Despite the importance of this nomenclature system, A(H5) clade annotation tools are limited. One popular tool for A(H5) clade assignment is LABEL (Shepard et al. 2014) (https://wonder.cdc.gov/amd/flu/label/), which is a command-line software that utilizes a hidden Markov model to classify HA sequences without an alignment step. While using an alignment-free approach allows for rapid clade assignments, this methodology obscures the ability to identify amino acid substitutions and key features of HA—such as the cleavage site sequence—and to assess sequence quality based on the presence of indicators like frameshifts, indels, and premature stop codons. Additionally, LABEL is a command-line software without a graphical user interface, posing a barrier to researchers in public health and surveillance laboratories without bioinformatics expertise or command-line access.
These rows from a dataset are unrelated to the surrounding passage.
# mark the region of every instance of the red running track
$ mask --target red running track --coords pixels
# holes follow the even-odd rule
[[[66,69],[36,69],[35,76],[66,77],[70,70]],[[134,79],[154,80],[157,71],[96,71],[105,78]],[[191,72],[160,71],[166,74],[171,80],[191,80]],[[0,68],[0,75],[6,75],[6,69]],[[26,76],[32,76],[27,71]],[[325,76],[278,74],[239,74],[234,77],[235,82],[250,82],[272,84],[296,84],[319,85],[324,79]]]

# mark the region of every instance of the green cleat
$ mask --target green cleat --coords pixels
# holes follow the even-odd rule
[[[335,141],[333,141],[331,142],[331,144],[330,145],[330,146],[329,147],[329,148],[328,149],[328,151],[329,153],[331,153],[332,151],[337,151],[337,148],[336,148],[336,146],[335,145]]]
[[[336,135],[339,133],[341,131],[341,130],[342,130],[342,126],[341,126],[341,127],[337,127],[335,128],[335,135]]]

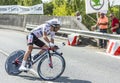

Alternative web-based tools are available, such as those from the Bacterial and Viral Bioinformatics Resource Center (BV-BRC; https://www.bv-brc.org) and the University of Hong Kong (https://tipars.hku.hk/reference/Influenza-A-H5_HA_Tree), which can classify A(H5) HA sequences into clades and perform phylogenetic placement (Ye et al. 2024). However, these cannot be used to assess sequence quality, identify amino acid motifs, or call mutations relative to reference strains.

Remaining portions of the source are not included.